Advances in Large-Scale Spiking Neural Networks: Learning, Simulation, and Deployment
preprint
OA: closed
CC-BY-4.0
Abstract
Spiking Neural Networks (SNNs) represent a biologically inspired class of artificial neural models that leverage discrete spike events to encode and process information with high temporal precision and energy efficiency. Unlike conventional artificial neural networks that rely on continuous-valued activations and synchronous computation, SNNs operate asynchronously through sparse spike trains, closely mimicking the event-driven dynamics of biological neurons. This unique computational paradigm has sparked significant interest for developing large-scale neural models capable of real-time processing under strict power and latency constraints. This survey provides a comprehensive and mathematically rigorous overview of the state-of-the-art in large-scale SNN research, encompassing theoretical foundations, learning algorithms, hardware architectures, software infrastructures, benchmarking methodologies, and application domains.

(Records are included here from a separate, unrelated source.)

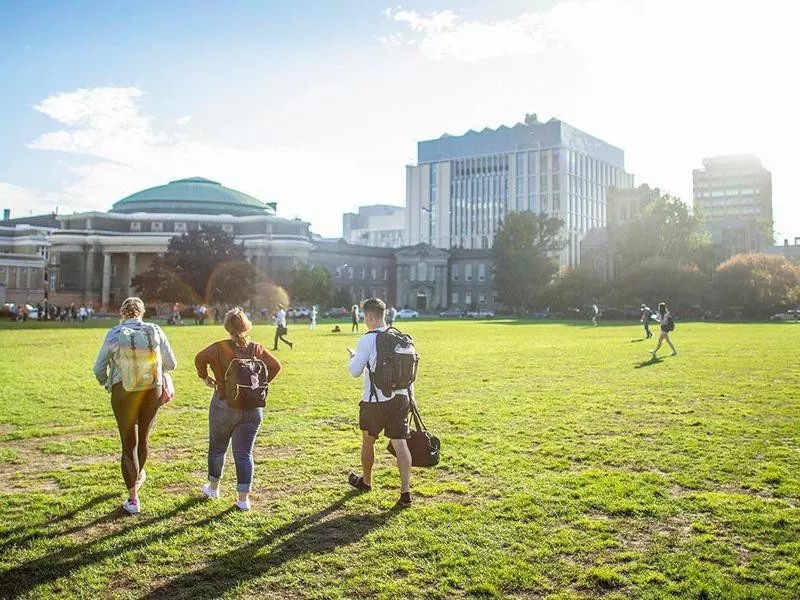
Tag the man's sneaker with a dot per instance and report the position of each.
(209, 491)
(141, 480)
(131, 507)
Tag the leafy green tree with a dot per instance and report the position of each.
(312, 285)
(760, 283)
(523, 264)
(665, 228)
(199, 266)
(657, 279)
(576, 287)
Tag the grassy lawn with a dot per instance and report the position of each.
(572, 467)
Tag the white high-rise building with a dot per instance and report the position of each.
(463, 186)
(378, 225)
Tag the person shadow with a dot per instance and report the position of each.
(313, 534)
(654, 360)
(22, 535)
(21, 579)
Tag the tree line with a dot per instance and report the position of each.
(663, 253)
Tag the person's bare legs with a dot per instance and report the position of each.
(367, 457)
(661, 337)
(403, 464)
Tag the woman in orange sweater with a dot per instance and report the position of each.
(239, 423)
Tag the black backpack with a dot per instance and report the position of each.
(246, 380)
(396, 365)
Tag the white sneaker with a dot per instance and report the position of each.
(141, 480)
(132, 508)
(209, 491)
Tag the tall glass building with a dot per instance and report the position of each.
(463, 186)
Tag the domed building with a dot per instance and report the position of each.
(94, 255)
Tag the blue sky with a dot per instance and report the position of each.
(319, 105)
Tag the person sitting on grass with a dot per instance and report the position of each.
(130, 365)
(239, 425)
(377, 412)
(667, 325)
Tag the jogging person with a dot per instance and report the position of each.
(227, 424)
(377, 412)
(646, 314)
(667, 325)
(130, 364)
(280, 328)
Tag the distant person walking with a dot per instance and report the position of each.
(280, 328)
(378, 412)
(235, 418)
(667, 325)
(646, 314)
(130, 365)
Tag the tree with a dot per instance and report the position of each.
(665, 228)
(199, 266)
(521, 254)
(760, 283)
(658, 279)
(576, 287)
(312, 285)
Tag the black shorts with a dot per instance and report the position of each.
(390, 416)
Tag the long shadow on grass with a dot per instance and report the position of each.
(11, 538)
(61, 563)
(648, 363)
(312, 534)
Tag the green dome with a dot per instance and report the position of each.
(193, 196)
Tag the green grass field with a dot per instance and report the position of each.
(572, 467)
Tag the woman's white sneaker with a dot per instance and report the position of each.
(140, 481)
(209, 491)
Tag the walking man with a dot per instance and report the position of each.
(667, 325)
(646, 313)
(280, 328)
(377, 412)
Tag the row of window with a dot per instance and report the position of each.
(465, 270)
(345, 272)
(178, 227)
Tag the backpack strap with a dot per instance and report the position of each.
(373, 391)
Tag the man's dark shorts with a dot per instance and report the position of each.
(390, 416)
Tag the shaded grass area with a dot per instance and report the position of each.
(573, 466)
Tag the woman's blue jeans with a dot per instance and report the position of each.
(228, 425)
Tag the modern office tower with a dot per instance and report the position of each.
(463, 186)
(734, 196)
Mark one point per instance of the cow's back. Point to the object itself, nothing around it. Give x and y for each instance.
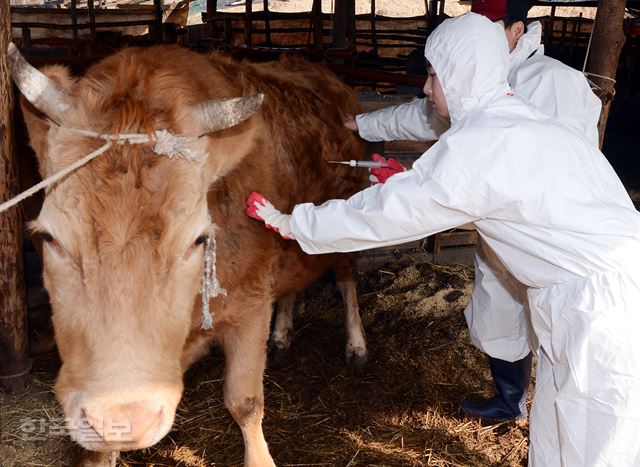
(302, 116)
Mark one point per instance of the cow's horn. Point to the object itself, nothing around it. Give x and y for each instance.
(44, 93)
(219, 114)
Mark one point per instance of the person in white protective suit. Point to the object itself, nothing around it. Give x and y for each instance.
(549, 206)
(496, 315)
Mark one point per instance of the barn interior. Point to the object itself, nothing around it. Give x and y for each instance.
(402, 408)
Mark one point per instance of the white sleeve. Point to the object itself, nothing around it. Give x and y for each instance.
(413, 121)
(407, 207)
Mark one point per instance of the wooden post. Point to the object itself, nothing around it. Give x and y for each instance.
(344, 24)
(606, 45)
(318, 24)
(92, 21)
(158, 6)
(212, 10)
(267, 22)
(14, 340)
(248, 24)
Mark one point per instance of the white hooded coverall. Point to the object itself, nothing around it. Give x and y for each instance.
(551, 208)
(498, 323)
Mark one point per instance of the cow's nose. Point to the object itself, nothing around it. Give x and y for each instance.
(126, 426)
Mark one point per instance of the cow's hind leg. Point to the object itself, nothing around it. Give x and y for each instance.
(245, 348)
(356, 348)
(282, 334)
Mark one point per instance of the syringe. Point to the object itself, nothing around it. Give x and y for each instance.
(367, 164)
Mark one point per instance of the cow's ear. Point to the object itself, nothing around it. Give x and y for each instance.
(230, 125)
(38, 123)
(227, 148)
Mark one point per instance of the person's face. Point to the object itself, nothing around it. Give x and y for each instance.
(513, 33)
(435, 95)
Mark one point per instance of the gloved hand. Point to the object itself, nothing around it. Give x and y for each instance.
(383, 173)
(258, 207)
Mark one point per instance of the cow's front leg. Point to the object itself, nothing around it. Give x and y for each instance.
(282, 333)
(356, 350)
(245, 348)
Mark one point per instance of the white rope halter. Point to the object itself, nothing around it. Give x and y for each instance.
(166, 144)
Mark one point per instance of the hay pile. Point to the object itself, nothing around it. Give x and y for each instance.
(402, 411)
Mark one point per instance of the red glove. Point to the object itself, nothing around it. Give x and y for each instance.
(383, 173)
(259, 207)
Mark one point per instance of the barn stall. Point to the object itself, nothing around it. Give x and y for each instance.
(403, 408)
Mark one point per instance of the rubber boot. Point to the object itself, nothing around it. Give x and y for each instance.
(512, 382)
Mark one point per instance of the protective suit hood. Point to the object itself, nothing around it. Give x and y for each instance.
(470, 55)
(527, 45)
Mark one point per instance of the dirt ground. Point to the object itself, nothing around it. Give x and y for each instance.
(403, 410)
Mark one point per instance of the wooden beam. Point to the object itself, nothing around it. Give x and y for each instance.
(14, 341)
(606, 44)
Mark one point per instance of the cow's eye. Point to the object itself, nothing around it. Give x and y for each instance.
(52, 242)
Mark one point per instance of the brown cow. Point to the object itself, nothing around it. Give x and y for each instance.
(124, 234)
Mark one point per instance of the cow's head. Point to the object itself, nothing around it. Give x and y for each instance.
(124, 236)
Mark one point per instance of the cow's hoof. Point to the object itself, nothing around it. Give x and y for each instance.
(99, 459)
(356, 360)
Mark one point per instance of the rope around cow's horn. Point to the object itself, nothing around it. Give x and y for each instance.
(167, 144)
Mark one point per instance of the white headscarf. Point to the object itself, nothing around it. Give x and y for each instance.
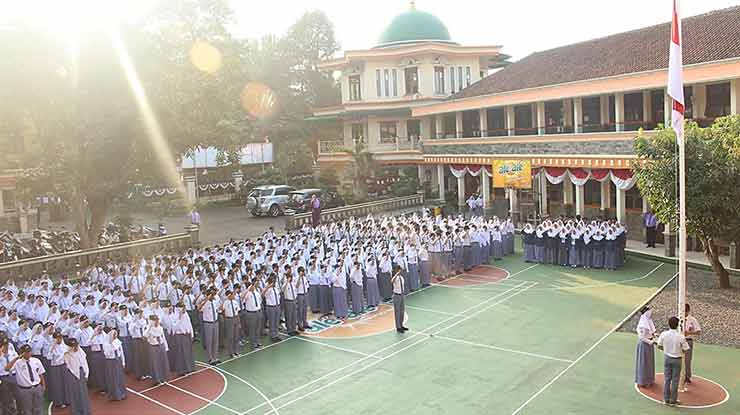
(646, 322)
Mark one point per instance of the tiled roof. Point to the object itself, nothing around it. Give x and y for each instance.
(708, 37)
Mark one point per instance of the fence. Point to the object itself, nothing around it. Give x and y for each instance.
(72, 261)
(361, 209)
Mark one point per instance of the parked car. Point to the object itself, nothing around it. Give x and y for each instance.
(300, 200)
(268, 200)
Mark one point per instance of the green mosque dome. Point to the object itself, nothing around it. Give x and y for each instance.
(414, 26)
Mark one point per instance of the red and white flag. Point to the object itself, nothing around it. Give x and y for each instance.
(675, 74)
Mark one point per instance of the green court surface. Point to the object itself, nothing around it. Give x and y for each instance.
(541, 341)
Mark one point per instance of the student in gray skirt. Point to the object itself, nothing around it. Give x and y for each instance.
(115, 361)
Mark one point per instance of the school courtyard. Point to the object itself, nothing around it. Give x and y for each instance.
(507, 338)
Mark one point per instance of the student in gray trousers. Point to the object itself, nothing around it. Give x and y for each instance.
(399, 299)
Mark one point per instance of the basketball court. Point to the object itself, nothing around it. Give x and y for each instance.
(505, 338)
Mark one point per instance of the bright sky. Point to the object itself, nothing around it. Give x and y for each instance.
(522, 27)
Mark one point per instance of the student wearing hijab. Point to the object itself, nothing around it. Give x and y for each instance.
(645, 361)
(75, 379)
(115, 361)
(158, 348)
(56, 390)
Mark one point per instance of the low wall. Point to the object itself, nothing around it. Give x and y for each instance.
(68, 261)
(362, 209)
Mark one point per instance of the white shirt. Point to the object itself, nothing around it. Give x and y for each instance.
(23, 376)
(673, 343)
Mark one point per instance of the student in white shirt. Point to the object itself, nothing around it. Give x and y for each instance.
(29, 377)
(673, 345)
(77, 371)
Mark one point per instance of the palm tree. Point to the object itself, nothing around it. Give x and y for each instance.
(363, 168)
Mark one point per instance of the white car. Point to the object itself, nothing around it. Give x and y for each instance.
(268, 200)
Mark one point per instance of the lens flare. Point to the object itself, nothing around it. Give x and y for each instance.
(258, 100)
(205, 57)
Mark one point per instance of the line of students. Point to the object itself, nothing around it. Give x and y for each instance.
(576, 242)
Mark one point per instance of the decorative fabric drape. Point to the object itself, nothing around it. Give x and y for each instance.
(623, 179)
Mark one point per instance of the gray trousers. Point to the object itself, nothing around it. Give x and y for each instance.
(688, 354)
(231, 335)
(31, 399)
(671, 373)
(210, 340)
(254, 324)
(273, 319)
(399, 309)
(290, 316)
(302, 311)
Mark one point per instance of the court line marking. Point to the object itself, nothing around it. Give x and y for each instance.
(503, 349)
(384, 358)
(486, 286)
(163, 405)
(267, 400)
(331, 346)
(206, 366)
(413, 307)
(727, 395)
(204, 399)
(377, 352)
(590, 349)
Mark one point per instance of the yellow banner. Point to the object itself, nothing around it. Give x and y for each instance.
(512, 173)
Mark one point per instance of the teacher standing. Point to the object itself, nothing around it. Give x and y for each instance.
(315, 211)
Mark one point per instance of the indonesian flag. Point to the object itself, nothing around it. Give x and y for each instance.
(675, 74)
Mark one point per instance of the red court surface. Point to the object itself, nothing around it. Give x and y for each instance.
(701, 393)
(202, 386)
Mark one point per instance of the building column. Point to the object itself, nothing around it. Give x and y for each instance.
(461, 191)
(483, 116)
(735, 96)
(510, 120)
(606, 196)
(578, 115)
(621, 206)
(514, 205)
(541, 118)
(698, 101)
(440, 125)
(604, 109)
(667, 108)
(458, 124)
(647, 106)
(486, 187)
(580, 205)
(543, 193)
(568, 117)
(619, 110)
(425, 127)
(190, 190)
(441, 180)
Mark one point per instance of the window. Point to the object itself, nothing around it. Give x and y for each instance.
(354, 88)
(412, 80)
(357, 132)
(395, 82)
(386, 82)
(452, 79)
(378, 90)
(718, 100)
(388, 132)
(439, 80)
(9, 200)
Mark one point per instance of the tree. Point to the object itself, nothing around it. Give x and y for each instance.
(363, 167)
(713, 180)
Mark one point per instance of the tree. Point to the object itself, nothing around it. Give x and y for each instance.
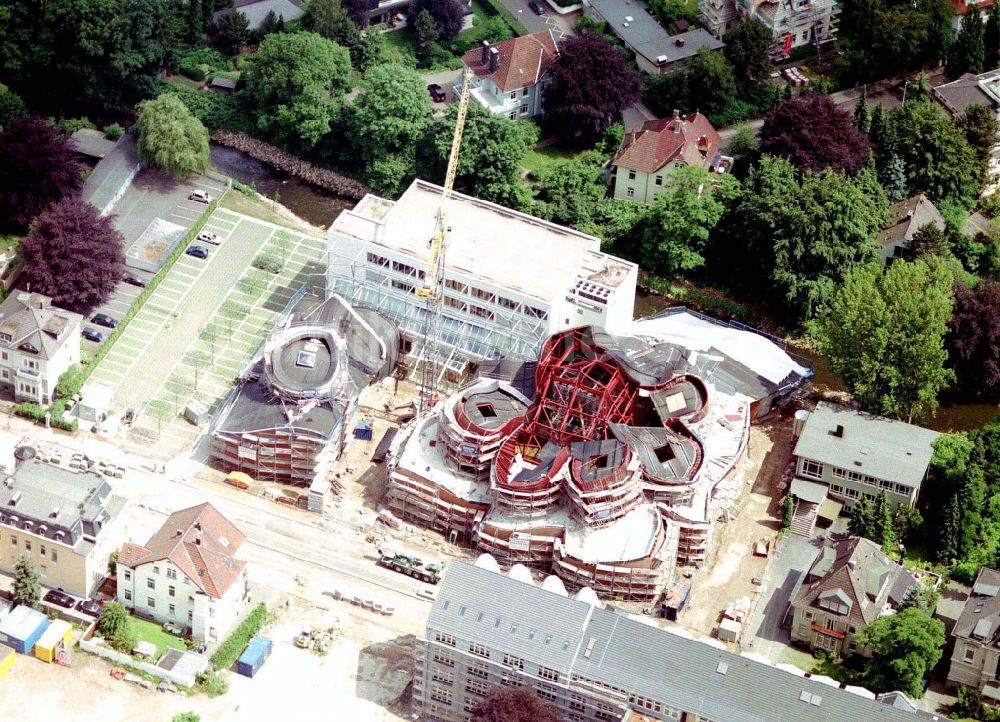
(296, 83)
(904, 647)
(115, 627)
(748, 50)
(939, 160)
(591, 84)
(27, 590)
(234, 32)
(168, 137)
(11, 106)
(449, 15)
(968, 53)
(392, 114)
(426, 34)
(73, 255)
(974, 340)
(674, 230)
(37, 168)
(514, 704)
(884, 334)
(814, 134)
(489, 162)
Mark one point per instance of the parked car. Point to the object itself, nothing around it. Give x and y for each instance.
(92, 334)
(60, 598)
(437, 93)
(103, 319)
(89, 607)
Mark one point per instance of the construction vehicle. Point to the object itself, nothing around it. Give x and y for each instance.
(432, 288)
(411, 565)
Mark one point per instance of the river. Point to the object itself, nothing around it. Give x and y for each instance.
(949, 416)
(312, 204)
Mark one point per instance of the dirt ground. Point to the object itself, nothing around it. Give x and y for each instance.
(730, 567)
(291, 680)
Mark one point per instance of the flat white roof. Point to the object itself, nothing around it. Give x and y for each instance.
(511, 249)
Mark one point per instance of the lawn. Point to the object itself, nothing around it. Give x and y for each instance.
(540, 161)
(151, 632)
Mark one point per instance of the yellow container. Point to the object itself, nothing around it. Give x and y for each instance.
(6, 659)
(58, 631)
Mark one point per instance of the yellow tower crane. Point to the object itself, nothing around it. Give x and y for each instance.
(432, 288)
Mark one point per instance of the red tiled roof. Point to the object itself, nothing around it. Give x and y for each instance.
(522, 63)
(658, 142)
(200, 542)
(961, 7)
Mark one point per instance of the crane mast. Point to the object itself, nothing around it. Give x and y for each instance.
(432, 288)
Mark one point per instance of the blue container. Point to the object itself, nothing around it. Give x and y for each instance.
(22, 628)
(254, 656)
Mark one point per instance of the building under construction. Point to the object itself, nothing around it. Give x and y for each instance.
(510, 279)
(287, 418)
(609, 463)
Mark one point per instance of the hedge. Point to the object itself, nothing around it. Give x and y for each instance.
(230, 650)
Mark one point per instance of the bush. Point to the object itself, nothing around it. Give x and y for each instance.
(113, 131)
(230, 650)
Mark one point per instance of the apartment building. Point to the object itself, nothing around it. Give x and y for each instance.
(187, 574)
(844, 454)
(38, 344)
(67, 522)
(849, 585)
(599, 664)
(511, 280)
(509, 78)
(975, 659)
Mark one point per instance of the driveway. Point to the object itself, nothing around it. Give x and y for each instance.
(789, 565)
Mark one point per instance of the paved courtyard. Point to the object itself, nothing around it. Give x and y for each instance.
(202, 326)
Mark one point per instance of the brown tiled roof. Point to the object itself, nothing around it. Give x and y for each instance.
(522, 63)
(200, 542)
(657, 142)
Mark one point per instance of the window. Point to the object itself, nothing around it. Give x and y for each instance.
(444, 639)
(812, 468)
(479, 650)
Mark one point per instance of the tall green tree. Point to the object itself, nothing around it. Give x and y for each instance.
(27, 590)
(905, 646)
(168, 137)
(884, 334)
(968, 53)
(296, 85)
(674, 230)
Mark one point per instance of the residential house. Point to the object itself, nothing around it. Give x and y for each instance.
(600, 664)
(843, 454)
(68, 522)
(975, 660)
(649, 155)
(908, 217)
(793, 23)
(850, 584)
(656, 51)
(187, 574)
(959, 95)
(39, 342)
(509, 78)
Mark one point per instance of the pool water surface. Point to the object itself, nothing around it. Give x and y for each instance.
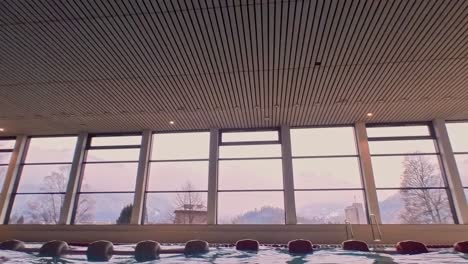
(264, 255)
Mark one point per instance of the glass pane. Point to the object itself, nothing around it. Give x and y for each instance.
(108, 177)
(250, 208)
(3, 171)
(250, 174)
(44, 178)
(250, 136)
(113, 155)
(458, 134)
(398, 131)
(330, 207)
(416, 206)
(7, 143)
(53, 149)
(115, 141)
(36, 209)
(323, 141)
(402, 147)
(462, 164)
(328, 173)
(178, 176)
(104, 208)
(180, 146)
(5, 157)
(407, 171)
(251, 151)
(176, 208)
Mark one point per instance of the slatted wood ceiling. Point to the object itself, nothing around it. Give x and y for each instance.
(67, 66)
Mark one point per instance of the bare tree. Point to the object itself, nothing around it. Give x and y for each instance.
(46, 208)
(422, 205)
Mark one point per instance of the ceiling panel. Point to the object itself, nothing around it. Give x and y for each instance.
(100, 66)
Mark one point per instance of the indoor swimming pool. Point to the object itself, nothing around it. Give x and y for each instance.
(266, 254)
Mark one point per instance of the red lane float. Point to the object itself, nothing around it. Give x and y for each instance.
(13, 244)
(461, 246)
(101, 250)
(147, 250)
(53, 249)
(355, 245)
(193, 247)
(300, 246)
(247, 244)
(411, 247)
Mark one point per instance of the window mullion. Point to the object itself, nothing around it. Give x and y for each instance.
(367, 171)
(451, 171)
(11, 178)
(73, 180)
(288, 179)
(212, 202)
(141, 178)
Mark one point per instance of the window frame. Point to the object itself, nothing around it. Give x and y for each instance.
(432, 136)
(248, 143)
(22, 163)
(458, 153)
(337, 156)
(252, 142)
(151, 160)
(85, 162)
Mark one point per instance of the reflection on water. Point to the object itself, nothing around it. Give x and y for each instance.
(264, 255)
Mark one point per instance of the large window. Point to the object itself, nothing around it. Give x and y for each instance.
(250, 178)
(327, 178)
(458, 134)
(108, 180)
(177, 184)
(408, 176)
(43, 180)
(6, 148)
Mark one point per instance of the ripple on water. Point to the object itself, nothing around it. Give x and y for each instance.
(264, 255)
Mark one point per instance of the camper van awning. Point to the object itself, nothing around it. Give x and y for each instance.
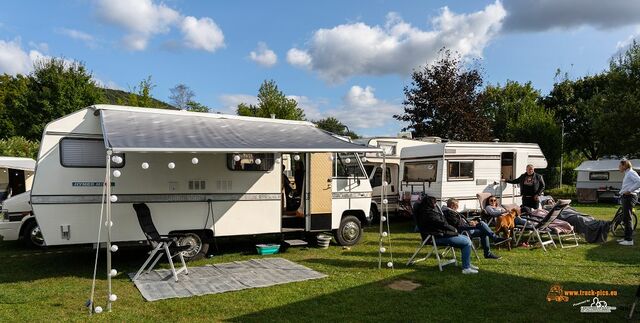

We begin by formalizing neuron and synapse models, highlighting challenges related to non-differentiability of spike functions and temporal credit assignment, and reviewing gradient-based and biologically plausible learning frameworks such as surrogate gradients and spike-timing dependent plasticity. Subsequently, we analyze specialized neuromorphic hardware platforms—including Intel Loihi, IBM TrueNorth, and analog systems—and scalable software simulators, emphasizing their architectural features and computational trade-offs. A critical examination of benchmarking datasets and multi-dimensional evaluation metrics reveals the complexity of assessing large-scale SNNs in terms of accuracy, latency, energy consumption, and biological plausibility. Furthermore, we discuss key applications ranging from robotics and sensory processing to brain-machine interfaces and edge AI, illustrating the advantages and current limitations of large-scale SNN deployment. Finally, we identify open challenges and future research directions, underscoring the importance of hardware-software co-design, standardized benchmarks, and hybrid learning approaches to unlock the full potential of large-scale spiking networks. This survey aims to serve as a foundational reference for researchers and practitioners seeking to advance the design, implementation, and application of scalable, efficient, and biologically grounded neural computation.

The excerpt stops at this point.